Wakil Ketua DPRD Kota Serang, Roni Alfanto, menyatakan pihaknya siap mendukung penuh program tersebut, selama kondisi keuangan daerah memungkinkan.
“Seragam gratis ya, seragam gratis itu kan dalam rangka menunjang pendidikan. Selama APBD kita mensupport, ya tidak ada salahnya, kami mendukung-dukung saja. Karena itu memang langsung dirasakan manfaatnya oleh para anak-anak, pelajar yang ada di Kota Serang,” kata Roni saat ditemui usai rapat Paripurna pada Selasa 16 Juli 2025.

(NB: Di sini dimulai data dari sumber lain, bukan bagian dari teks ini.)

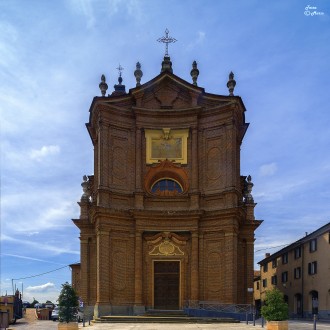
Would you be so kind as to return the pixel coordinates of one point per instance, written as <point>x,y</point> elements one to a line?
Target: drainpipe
<point>302,280</point>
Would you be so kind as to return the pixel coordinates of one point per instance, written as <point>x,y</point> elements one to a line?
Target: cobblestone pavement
<point>50,325</point>
<point>29,322</point>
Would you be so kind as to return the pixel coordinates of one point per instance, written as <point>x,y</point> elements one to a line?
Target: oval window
<point>165,187</point>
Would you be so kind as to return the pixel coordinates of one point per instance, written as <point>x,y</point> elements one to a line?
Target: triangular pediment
<point>167,91</point>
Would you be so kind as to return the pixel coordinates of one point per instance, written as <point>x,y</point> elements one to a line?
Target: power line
<point>51,271</point>
<point>271,247</point>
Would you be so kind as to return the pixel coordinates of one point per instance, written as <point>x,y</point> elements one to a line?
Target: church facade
<point>167,217</point>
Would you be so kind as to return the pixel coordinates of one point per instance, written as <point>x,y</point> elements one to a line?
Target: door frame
<point>153,279</point>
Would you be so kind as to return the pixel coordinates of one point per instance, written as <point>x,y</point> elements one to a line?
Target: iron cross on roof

Ia mengatakan bahwa prinsipnya DPRD siap mengawal kebijakan tersebut, jika memang anggaran daerah mampu mengakomodir.
Roni pun memberi sinyal positif, melihat adanya peningkatan pendapatan asli daerah (PAD).
“Prinsipnya kami mendukung selama anggaran itu mencukupi. Dan kita berharap keuangan atau fiskal APBD Kota Serang mudah-mudahan cukup. Kita tunggu saja pembahasan nanti,” terangnya.
Namun, sebelum benar-benar diluncurkan, Roni menyebut program ini akan dibahas lebih detail dalam proses penyusunan APBD mendatang.
“Secara keseluruhan itu di pembahasan akan kita detailkan dulu. Kalau memang memungkinkan kenapa tidak,” tandasnya.
Sementara itu, Sekretaris Daerah (Sekda) Kota Serang, Nanang Saefudin, memastikan bahwa program seragam gratis ini merupakan salah satu dari 13 program prioritas Pemkot Serang di bawah kepemimpinan Walikota Budi Rustandi dan Wakil Walikota Nur Agis Aulia.
“Kemarin juga kami sudah rapatkan, tapi coba seperti apa mekanismenya nanti kita akan tentukan di pembahasan. Di tahun 2026 dan masuk ke dalam RPJMD ya,” ujar Nanang.
Ia menegaskan, Dinas Pendidikan akan menjadi penanggung jawab teknis pelaksanaan program ini, termasuk dalam merumuskan petunjuk teknis dan petunjuk pelaksanaan (juklak-juknis).
“Program ini tentu harus kita akomodir. Mekanisme-mekanismenya misalnya apakah nanti anak-anak diberikan seragamnya atau mekanisme yang diberikan uangnya, nah ini belum kita susun juklak dan juknisnya ya. Proposal dan ide dasarnya nanti di Dinas Pendidikan,” tandasnya.